Archive for March 22nd, 2009

Spring Brings Airplane Noise in Skies Over Dearborn

Sunday, March 22nd, 2009

Airplane Noise Over Skies in DearbornWith each new spring in Dearborn comes the annoying sound of airplane noise overhead. We’ve written on these pages here many times before about the need to notify the Wayne County Airport Authority if residents are bothered by aircraft noise and this year is no different.

To help limit airplane noise over Dearborn residents need to contact the Noise Complaint Hotline at 734-942-3222 or email Michelle Plawecki, noise manager for the Wayne County Airport Authority, at michelle.plawecki@wcaa.us

Dearborn has been battling the noise from Metro Airport since 1989 when the airport began rerouting flight paths over our city.

There may be some relief if recommendations stemming from a legal settlement with the airport and Federal Aviation Authority (FAA) are implemented.

Among the recommended changes the FAA is considering includes shifting aircraft departures to turn east sooner and reducing the number of departing flights over Dearborn. We will believe it when we see it as the FAA and the Wayne County Airport Authority for the last 10 years have done little more than shuffle papers and pretend to care about our noise complaints.

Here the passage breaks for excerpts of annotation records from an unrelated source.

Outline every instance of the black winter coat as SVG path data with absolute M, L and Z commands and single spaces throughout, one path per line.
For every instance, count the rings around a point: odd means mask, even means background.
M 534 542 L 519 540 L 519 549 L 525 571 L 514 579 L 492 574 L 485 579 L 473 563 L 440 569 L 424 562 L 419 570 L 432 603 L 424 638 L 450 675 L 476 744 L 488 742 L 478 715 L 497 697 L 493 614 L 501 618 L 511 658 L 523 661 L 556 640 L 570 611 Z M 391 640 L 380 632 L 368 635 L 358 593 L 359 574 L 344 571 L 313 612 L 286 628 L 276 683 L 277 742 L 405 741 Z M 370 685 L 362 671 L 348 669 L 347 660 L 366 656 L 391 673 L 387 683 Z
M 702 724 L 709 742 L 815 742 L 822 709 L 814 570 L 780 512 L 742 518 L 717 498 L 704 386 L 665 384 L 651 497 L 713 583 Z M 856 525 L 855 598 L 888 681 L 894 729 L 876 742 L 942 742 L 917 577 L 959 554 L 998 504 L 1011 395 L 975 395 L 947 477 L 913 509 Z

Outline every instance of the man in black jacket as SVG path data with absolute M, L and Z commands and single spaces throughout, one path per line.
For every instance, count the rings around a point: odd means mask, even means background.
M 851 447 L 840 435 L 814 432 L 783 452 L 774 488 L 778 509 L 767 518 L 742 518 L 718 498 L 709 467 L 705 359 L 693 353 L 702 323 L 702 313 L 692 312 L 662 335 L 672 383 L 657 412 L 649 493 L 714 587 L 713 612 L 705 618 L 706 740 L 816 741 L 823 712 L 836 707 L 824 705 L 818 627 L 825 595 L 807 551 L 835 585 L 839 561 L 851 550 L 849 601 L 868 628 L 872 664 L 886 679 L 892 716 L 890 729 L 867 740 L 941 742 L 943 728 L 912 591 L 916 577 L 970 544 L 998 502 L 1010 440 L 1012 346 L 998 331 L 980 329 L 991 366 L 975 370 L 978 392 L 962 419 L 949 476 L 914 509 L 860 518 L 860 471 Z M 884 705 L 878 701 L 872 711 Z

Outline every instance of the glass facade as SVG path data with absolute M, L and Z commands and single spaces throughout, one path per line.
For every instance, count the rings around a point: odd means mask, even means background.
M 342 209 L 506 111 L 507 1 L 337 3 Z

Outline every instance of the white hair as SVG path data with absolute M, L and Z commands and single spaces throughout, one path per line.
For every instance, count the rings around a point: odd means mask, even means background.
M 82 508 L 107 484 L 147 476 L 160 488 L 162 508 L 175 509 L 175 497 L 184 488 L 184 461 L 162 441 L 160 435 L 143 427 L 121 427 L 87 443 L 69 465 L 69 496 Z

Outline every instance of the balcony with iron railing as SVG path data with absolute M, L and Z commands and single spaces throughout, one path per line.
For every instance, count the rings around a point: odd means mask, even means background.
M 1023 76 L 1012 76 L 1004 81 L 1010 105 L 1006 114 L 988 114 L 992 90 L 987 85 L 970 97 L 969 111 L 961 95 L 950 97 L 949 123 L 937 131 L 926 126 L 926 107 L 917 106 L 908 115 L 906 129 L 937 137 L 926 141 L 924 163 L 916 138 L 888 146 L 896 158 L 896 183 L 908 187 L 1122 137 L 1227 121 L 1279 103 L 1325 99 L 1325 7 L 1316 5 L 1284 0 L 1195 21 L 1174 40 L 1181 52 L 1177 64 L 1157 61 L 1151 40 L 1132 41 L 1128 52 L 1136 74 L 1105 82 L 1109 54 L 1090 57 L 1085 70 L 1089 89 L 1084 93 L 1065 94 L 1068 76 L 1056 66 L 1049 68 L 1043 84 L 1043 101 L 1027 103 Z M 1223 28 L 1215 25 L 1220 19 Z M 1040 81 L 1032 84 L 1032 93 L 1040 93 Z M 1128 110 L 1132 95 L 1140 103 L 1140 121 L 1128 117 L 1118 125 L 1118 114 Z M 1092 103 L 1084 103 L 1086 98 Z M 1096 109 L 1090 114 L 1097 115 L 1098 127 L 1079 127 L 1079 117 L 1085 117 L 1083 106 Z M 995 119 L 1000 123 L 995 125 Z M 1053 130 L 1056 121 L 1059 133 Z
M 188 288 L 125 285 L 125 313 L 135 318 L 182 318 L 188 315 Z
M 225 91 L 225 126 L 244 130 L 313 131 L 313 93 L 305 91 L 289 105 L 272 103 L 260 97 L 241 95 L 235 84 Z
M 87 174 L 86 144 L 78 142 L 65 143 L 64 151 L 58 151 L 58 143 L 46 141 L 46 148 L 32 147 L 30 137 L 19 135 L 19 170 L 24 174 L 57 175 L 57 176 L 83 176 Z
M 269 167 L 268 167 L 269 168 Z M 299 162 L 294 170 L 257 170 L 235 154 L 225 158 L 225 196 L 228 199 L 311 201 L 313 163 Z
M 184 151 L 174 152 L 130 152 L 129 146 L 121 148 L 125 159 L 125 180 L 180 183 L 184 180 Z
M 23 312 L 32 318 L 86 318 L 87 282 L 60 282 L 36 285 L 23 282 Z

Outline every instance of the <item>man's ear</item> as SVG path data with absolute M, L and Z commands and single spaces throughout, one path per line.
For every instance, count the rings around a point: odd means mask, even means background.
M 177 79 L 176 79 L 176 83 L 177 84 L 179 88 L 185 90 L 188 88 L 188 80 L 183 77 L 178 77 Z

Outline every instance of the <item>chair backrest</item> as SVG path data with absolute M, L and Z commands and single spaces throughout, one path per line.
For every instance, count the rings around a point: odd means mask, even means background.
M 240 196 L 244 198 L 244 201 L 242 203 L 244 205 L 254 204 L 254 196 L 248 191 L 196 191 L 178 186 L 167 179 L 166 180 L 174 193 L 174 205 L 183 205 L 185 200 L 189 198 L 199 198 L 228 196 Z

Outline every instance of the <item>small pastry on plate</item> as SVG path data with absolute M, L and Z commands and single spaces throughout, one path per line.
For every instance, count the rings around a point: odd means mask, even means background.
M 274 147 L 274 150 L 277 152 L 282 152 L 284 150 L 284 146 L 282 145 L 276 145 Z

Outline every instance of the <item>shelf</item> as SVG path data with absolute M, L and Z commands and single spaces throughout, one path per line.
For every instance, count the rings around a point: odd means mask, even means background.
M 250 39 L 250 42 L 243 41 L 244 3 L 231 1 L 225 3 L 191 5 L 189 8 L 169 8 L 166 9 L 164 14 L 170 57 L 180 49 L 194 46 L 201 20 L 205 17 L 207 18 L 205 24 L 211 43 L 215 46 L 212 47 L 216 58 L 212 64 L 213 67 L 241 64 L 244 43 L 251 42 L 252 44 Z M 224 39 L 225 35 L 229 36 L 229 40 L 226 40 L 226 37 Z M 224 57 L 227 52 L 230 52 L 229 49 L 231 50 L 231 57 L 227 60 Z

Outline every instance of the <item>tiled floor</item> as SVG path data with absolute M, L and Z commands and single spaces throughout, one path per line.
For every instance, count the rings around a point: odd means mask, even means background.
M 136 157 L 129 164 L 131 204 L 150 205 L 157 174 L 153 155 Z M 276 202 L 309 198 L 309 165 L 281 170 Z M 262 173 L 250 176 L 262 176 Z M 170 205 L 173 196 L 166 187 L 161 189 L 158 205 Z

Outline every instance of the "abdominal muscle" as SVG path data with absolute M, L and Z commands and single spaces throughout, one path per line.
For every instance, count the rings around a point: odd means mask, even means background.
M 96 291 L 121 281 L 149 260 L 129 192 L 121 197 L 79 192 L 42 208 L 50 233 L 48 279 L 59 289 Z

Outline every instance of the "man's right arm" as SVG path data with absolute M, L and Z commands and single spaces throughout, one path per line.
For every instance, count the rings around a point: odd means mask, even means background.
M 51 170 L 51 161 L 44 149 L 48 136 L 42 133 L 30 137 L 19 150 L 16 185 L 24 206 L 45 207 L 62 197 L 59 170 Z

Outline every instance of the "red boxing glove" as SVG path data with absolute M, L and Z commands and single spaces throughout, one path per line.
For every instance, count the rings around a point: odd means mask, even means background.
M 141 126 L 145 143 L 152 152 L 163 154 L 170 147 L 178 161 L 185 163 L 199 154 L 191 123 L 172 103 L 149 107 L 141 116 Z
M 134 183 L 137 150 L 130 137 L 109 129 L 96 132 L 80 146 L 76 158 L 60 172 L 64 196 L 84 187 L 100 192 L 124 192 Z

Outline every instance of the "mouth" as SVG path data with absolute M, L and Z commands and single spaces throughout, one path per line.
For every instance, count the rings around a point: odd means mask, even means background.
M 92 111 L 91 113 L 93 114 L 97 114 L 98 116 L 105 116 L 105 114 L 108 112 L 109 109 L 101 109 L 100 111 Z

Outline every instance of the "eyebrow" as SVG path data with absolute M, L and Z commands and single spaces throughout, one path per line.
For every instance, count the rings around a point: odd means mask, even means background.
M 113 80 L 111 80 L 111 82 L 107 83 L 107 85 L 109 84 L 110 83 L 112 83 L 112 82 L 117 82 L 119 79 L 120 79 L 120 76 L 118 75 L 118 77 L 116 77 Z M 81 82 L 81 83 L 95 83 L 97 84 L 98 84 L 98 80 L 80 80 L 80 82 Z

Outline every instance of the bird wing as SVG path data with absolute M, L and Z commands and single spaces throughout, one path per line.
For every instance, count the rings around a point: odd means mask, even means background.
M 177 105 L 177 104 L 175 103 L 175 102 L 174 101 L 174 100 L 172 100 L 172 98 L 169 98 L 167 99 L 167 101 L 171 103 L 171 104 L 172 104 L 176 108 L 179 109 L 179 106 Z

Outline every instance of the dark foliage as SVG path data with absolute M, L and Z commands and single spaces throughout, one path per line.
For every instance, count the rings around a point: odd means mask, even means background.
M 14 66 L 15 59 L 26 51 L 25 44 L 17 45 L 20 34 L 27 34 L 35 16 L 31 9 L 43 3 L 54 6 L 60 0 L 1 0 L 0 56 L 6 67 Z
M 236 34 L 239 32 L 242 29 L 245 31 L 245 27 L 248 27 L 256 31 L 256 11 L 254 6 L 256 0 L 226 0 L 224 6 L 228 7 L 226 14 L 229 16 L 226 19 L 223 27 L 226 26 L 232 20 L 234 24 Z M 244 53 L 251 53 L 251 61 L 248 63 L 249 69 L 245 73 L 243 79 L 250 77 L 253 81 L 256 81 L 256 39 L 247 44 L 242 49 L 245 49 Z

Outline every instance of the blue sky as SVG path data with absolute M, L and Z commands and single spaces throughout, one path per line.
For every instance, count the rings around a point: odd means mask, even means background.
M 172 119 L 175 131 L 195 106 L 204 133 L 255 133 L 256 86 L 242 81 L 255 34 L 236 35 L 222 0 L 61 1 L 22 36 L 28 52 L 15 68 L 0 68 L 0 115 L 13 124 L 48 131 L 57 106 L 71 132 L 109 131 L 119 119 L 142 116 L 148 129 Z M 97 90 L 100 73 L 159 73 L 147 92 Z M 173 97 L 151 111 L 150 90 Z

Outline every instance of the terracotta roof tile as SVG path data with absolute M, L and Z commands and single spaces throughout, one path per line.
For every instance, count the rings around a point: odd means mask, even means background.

The two agencies continue to promise Dearborn that they are “seriously considering” a continuous descent approach for incoming aircraft, where arriving planes would come in at a higher altitude and then fly in at a continuous descent. Today, Metro air traffic controllers level incoming planes at about 5,000 feet when they are still 15 miles away from the airport, allowing them to essentially buzz all of our homes on the way to Metro and making us deaf in the process.

The reason we remain skeptical of this continuous descent actually taking hold is that implementing such an action would require an investment by the airport for the installation of more sophisticated radar to actually “bring in” a plane by radar. Older aircraft, not equipped with the proper equipment to communicate with the airport, would still have to land the conventional noisy way over our homes.

So for now, all we can do is keep calling the phone hotline and emailing Michelle Plawecki, noise manager for the Wayne County Airport Authority. The Airport Authority and the FAA need to know that Dearborn isn’t going to walk away from this issue any time soon. You’ll want to include in any email the time of day the plane was heard and whether it was a departing flight or an arrival.